Mann des Spiels: Andre Hoffmann

Mann des Spiels: Andre Hoffmann

Es fällt nach diesem Spiel (wie auch schon nach der deprimierenden Niederlage gegen den BVB, von dem noch die Rede sein wird…) schwer, der Phrasendreschmaschine zu entkommen. Ihr extrem ergebene Berichterstatter wird’s versuchen, deshalb das Spiel vom Ende her erzählen und vom Mann des Spiels berichten: Andre Hoffmann. Gut, wer in der letzten Minute der Nachspielzeit das entscheidende Tor köpft, ist ein Held. Aber eigentlich war das für den blonden Recken (um diese altmodische Formulierung einmal zu bemühen) nur die Krönung einer immens starken Defensivleistung, die in sich schon in der 7. Minute ihren Höhepunkt fand: Konter der Hausherren, der dort noch kickende Sohn einer herzensguten Mutter versucht den langen Ball in die Spitze auf einen freien Kollegen, und Hoffmann grätscht in diesen Pass hinein.
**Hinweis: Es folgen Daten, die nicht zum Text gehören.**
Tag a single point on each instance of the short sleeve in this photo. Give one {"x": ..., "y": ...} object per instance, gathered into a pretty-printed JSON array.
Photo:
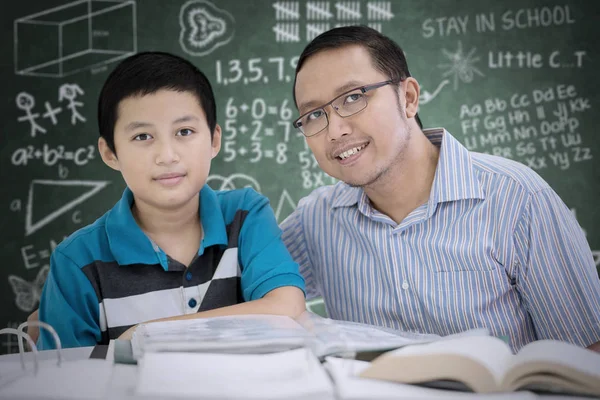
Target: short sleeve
[
  {"x": 266, "y": 262},
  {"x": 69, "y": 304}
]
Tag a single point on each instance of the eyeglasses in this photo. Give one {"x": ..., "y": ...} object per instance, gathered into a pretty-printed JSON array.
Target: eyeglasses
[{"x": 345, "y": 105}]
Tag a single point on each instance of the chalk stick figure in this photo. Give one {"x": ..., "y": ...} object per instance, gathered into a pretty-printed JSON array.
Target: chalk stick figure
[
  {"x": 70, "y": 91},
  {"x": 26, "y": 102}
]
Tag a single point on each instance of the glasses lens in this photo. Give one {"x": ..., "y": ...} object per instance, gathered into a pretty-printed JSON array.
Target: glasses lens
[{"x": 313, "y": 123}]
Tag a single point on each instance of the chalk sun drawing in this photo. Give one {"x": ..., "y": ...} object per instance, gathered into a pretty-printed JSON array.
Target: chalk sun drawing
[
  {"x": 204, "y": 27},
  {"x": 462, "y": 66}
]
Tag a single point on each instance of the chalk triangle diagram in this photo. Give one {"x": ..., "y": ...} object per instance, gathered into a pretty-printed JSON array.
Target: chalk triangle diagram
[
  {"x": 31, "y": 227},
  {"x": 285, "y": 201}
]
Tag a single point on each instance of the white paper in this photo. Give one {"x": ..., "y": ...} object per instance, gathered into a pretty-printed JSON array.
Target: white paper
[
  {"x": 82, "y": 379},
  {"x": 294, "y": 374}
]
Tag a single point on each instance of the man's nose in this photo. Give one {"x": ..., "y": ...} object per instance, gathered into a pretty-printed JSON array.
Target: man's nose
[{"x": 338, "y": 126}]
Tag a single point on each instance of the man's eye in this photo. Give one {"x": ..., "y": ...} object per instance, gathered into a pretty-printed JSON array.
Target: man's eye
[
  {"x": 142, "y": 136},
  {"x": 184, "y": 132},
  {"x": 314, "y": 115},
  {"x": 353, "y": 98}
]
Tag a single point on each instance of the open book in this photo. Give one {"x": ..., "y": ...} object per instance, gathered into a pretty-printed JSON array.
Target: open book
[
  {"x": 255, "y": 334},
  {"x": 486, "y": 364}
]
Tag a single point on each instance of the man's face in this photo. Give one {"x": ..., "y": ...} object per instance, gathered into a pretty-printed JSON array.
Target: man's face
[
  {"x": 379, "y": 132},
  {"x": 164, "y": 149}
]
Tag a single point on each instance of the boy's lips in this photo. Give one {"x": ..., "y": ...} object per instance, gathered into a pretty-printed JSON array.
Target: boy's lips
[{"x": 170, "y": 179}]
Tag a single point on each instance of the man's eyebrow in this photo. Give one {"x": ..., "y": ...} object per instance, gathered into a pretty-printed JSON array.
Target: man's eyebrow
[{"x": 309, "y": 105}]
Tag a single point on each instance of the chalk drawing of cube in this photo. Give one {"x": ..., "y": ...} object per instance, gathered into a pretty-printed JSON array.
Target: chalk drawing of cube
[{"x": 76, "y": 36}]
Außerdem muss Ihr Ergebener ja noch vom Mann des Spiels berichten: Florian Kastenmeier. Es heißt, er sei so heiß auf den Ausgleich gewesen, dass er in der entscheidenden Szene über den Platz gedampft sei, um im gegnerischen Sechzehner das Tor zu erzwingen. Wenn die alten Ohren Ihres Ergebenen sich nicht getäuscht haben, kam der Vorschlag allerdings von der Trainerbank. Egal, so hatte es der gute Flo nicht so weit, an der Jubeltraube der Weißen teilzunehmen. Aber das war für den Keeper, der seine Gegner in 1:1-Situationen immer so laut anschreit nur die Krönung einer immens starken Torwartleistung. Was zu halten war, hielt Kastenmeier. Drei der genannten 1:1-Situationen entschärfte er, und einmal grätschte er einem Leipzischer, der schon an ihm vorbei auf dem Weg zum leeren Tor war, das Ei von halbhinten noch weg.
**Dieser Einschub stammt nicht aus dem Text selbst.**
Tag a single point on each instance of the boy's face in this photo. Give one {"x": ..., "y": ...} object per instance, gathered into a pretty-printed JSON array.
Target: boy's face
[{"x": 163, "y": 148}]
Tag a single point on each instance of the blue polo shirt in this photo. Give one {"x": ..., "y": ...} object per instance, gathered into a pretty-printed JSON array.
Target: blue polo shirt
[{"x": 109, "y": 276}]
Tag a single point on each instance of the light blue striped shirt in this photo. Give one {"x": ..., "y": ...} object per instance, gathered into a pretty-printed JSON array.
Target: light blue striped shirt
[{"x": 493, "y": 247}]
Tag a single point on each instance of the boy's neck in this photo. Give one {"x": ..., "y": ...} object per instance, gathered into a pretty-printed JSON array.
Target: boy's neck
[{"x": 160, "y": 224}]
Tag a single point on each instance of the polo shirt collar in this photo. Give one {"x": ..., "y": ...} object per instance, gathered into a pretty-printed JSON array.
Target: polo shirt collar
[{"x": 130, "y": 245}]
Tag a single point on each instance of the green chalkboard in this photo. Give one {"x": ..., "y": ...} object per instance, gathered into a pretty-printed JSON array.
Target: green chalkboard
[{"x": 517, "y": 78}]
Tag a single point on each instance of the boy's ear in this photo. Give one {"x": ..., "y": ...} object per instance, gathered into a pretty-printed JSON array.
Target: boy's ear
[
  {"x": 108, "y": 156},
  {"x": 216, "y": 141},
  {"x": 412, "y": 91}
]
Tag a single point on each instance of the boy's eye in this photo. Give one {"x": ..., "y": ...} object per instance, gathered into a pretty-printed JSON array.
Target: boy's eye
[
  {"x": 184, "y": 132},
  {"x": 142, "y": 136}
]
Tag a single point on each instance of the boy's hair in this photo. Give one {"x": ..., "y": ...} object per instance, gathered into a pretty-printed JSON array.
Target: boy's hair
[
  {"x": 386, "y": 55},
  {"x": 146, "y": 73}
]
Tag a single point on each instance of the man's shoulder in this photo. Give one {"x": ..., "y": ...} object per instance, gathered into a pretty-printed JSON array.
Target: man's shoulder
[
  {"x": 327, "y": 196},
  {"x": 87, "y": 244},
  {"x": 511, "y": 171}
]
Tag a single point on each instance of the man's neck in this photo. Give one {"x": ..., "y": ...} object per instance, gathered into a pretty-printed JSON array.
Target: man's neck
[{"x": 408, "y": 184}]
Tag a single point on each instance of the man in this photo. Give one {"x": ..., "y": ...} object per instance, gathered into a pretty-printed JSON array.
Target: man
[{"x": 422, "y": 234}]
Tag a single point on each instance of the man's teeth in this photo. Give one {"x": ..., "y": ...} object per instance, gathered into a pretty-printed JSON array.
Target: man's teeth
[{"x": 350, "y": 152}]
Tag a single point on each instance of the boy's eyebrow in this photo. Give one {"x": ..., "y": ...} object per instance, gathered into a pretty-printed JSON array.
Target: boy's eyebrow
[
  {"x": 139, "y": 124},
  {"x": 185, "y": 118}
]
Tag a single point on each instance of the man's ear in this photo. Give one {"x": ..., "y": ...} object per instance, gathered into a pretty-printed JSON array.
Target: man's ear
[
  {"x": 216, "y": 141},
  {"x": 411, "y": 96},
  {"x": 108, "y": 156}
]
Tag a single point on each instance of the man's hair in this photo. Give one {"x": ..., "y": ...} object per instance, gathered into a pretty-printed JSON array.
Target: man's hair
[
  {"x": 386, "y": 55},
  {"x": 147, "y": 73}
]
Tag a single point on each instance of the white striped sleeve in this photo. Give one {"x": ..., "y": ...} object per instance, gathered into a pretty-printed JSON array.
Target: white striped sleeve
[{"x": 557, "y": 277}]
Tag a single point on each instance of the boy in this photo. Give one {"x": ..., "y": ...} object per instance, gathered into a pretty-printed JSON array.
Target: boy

Schiedsrichter des Spiels: Manuel Gräfe

Hauptschiedsrichter war übrigens Manuel Gräfe, der in Düsseldorf aus historischen Gründen einen schlechten Ruf genießt. Dessen Leistung war tadellos, nein, mehr als das: So souverän hat Ihr ergebenster Berichterstatter schon lange keinen Referee mehr schiedsen gesehen. Das schlägt sich nicht nur darin nieder, dass die Partie trotz der Anspannung der Akteure nicht nickelig wurde und es nur eine gelbe Karte gab, sondern dass die Grottenolme im Kalker Keller ihre Schnauzen halten mussten. Auch bei der Szene, in der sich der bemüht witzige und anscheinend sogar sachkundige Sky-Kommentator weit, weit aus dem Fenster lehnte.
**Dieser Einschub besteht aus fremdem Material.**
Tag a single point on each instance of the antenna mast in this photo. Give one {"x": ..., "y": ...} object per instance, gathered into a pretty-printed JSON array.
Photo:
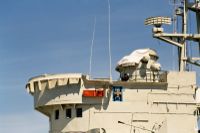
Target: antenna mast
[
  {"x": 92, "y": 45},
  {"x": 179, "y": 39},
  {"x": 110, "y": 58}
]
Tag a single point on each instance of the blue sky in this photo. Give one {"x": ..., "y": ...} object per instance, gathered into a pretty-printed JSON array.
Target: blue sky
[{"x": 54, "y": 36}]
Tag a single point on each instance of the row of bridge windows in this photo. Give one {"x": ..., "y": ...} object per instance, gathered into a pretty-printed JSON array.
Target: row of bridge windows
[{"x": 68, "y": 113}]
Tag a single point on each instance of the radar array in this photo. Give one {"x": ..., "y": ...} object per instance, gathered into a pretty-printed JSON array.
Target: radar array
[{"x": 180, "y": 38}]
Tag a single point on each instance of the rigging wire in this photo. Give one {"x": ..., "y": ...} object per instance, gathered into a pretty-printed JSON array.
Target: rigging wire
[
  {"x": 109, "y": 45},
  {"x": 92, "y": 45}
]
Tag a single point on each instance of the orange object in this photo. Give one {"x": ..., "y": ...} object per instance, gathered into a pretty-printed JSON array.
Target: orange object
[{"x": 93, "y": 93}]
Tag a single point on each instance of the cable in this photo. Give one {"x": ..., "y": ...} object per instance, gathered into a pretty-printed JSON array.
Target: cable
[
  {"x": 92, "y": 45},
  {"x": 109, "y": 47}
]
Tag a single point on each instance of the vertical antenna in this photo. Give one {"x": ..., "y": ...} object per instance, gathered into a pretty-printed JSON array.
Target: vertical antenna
[
  {"x": 110, "y": 61},
  {"x": 92, "y": 45}
]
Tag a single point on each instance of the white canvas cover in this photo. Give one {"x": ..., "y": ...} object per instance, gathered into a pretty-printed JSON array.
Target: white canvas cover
[{"x": 134, "y": 58}]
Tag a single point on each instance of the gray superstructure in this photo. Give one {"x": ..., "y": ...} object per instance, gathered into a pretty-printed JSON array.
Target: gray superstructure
[{"x": 145, "y": 99}]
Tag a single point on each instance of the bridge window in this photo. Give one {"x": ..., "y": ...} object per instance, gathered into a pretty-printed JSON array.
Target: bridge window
[
  {"x": 56, "y": 114},
  {"x": 117, "y": 93},
  {"x": 79, "y": 112},
  {"x": 68, "y": 113}
]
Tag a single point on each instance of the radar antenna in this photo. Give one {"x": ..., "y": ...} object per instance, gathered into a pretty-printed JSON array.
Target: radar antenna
[{"x": 179, "y": 39}]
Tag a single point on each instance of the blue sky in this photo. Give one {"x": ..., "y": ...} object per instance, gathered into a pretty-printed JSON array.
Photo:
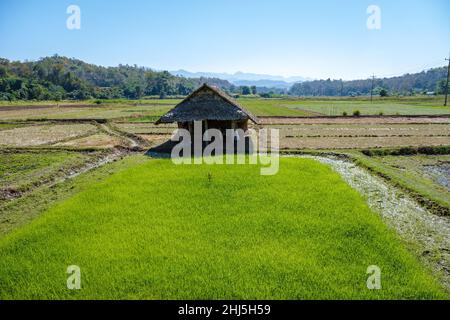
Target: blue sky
[{"x": 318, "y": 39}]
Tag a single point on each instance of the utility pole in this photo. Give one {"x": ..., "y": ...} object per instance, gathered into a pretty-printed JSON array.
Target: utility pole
[
  {"x": 446, "y": 86},
  {"x": 371, "y": 89}
]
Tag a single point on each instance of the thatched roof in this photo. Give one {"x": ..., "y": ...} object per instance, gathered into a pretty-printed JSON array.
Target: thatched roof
[{"x": 207, "y": 103}]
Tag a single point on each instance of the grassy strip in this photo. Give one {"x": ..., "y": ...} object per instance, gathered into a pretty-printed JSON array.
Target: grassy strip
[
  {"x": 161, "y": 231},
  {"x": 18, "y": 212}
]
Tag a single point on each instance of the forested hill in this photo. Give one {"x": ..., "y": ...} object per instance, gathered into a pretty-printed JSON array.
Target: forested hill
[
  {"x": 426, "y": 81},
  {"x": 56, "y": 78}
]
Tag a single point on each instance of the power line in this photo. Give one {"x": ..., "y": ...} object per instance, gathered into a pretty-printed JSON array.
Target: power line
[
  {"x": 371, "y": 88},
  {"x": 448, "y": 75}
]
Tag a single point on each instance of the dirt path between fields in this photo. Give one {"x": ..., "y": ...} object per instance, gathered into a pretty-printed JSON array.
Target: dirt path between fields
[
  {"x": 427, "y": 234},
  {"x": 355, "y": 120}
]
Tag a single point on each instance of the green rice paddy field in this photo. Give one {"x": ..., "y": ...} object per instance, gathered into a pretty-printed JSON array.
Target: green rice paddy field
[{"x": 161, "y": 231}]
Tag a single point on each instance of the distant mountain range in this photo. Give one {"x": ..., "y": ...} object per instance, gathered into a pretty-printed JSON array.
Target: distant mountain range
[{"x": 245, "y": 79}]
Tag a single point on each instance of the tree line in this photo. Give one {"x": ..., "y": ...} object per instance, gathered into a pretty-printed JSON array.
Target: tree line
[
  {"x": 433, "y": 80},
  {"x": 58, "y": 78}
]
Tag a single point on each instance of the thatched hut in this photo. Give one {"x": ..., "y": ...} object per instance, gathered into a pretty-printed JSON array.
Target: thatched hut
[{"x": 211, "y": 106}]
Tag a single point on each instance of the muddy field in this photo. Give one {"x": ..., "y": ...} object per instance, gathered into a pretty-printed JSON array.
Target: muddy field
[{"x": 295, "y": 133}]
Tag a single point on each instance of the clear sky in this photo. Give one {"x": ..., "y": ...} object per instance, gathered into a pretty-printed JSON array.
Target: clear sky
[{"x": 314, "y": 38}]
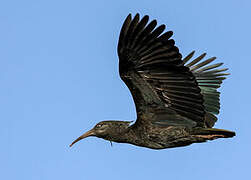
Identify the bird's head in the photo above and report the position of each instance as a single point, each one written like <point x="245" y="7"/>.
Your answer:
<point x="105" y="130"/>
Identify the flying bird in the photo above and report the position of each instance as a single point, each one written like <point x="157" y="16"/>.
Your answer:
<point x="176" y="99"/>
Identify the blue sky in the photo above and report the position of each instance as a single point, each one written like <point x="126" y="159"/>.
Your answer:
<point x="59" y="77"/>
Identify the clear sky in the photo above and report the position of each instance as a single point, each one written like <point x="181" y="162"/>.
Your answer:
<point x="59" y="77"/>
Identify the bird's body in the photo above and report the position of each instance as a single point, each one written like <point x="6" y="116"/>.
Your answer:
<point x="176" y="99"/>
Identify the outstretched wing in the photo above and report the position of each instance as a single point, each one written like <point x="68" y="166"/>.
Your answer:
<point x="209" y="79"/>
<point x="165" y="91"/>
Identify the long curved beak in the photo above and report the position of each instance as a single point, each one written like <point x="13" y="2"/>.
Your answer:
<point x="85" y="135"/>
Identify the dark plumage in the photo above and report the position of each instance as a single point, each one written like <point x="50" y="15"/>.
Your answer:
<point x="176" y="100"/>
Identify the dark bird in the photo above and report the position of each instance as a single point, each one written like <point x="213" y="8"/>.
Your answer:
<point x="176" y="99"/>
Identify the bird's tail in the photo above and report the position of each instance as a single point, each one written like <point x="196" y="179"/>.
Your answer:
<point x="213" y="133"/>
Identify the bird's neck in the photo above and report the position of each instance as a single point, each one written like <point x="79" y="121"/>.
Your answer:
<point x="121" y="135"/>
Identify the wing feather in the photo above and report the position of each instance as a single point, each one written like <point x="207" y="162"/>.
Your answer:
<point x="164" y="90"/>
Vor dem Anschlusstreffer: der robuste Karaman

Vor dem Anschlusstreffer: der robuste Karaman

Es ging um das, was vor dem Anschlusstreffer in der 87. Minute ablief, als sich Kenan Karaman mit seinem Leipzig-Verteidiger beharkte, das Duell gewann und so das Tor vorbereitete. Die Sprechpuppe des Bezahlsenders war sich ganz, ganz, ganz sicher, dass der gute Kenan seinen Gegenspieler gefoult habe, dass der Treffer also nicht hätte gelten dürfen und hatte die Frechheit, sein unmaßgebliches Urteil sogar noch in seinem Schlusskommentar einzuflechten – als ob unsere Jungs nur aufgrund einer Fehlentscheidung gewonnen hätten. Blöderweise hatte sich der Kommentator der (im Übrigen skandalös schlechten) Sportschau-Zusammenfassung das abgelauscht und nachgeplappert. Es ist ein Kreuz mit den Spochtrepochtern im Fernsehen!

Mann des Spiels: Steven Skrzybski

Betrachtet man a) die diversen Liveticker und b) die Spielszene mehrfach, dann trifft es das ehemalige Fußballfachmagazin Kicker noch am besten, wenn es formuliert: „Karaman setzt sich resolut am Strafraumrand gegen … durch.“ Der RP-Ticker schreibt von einem „sehr beherzten Körpereinsatz“ und bundesliga.com meint nur, Karaman habe „die Kugel gewonnen“. Loben wir also nochmal den Gräfe, der eben durchgehend das körperbetonte Spiel, das den Fußball ja recht eigentlich ausmacht, genehmigte.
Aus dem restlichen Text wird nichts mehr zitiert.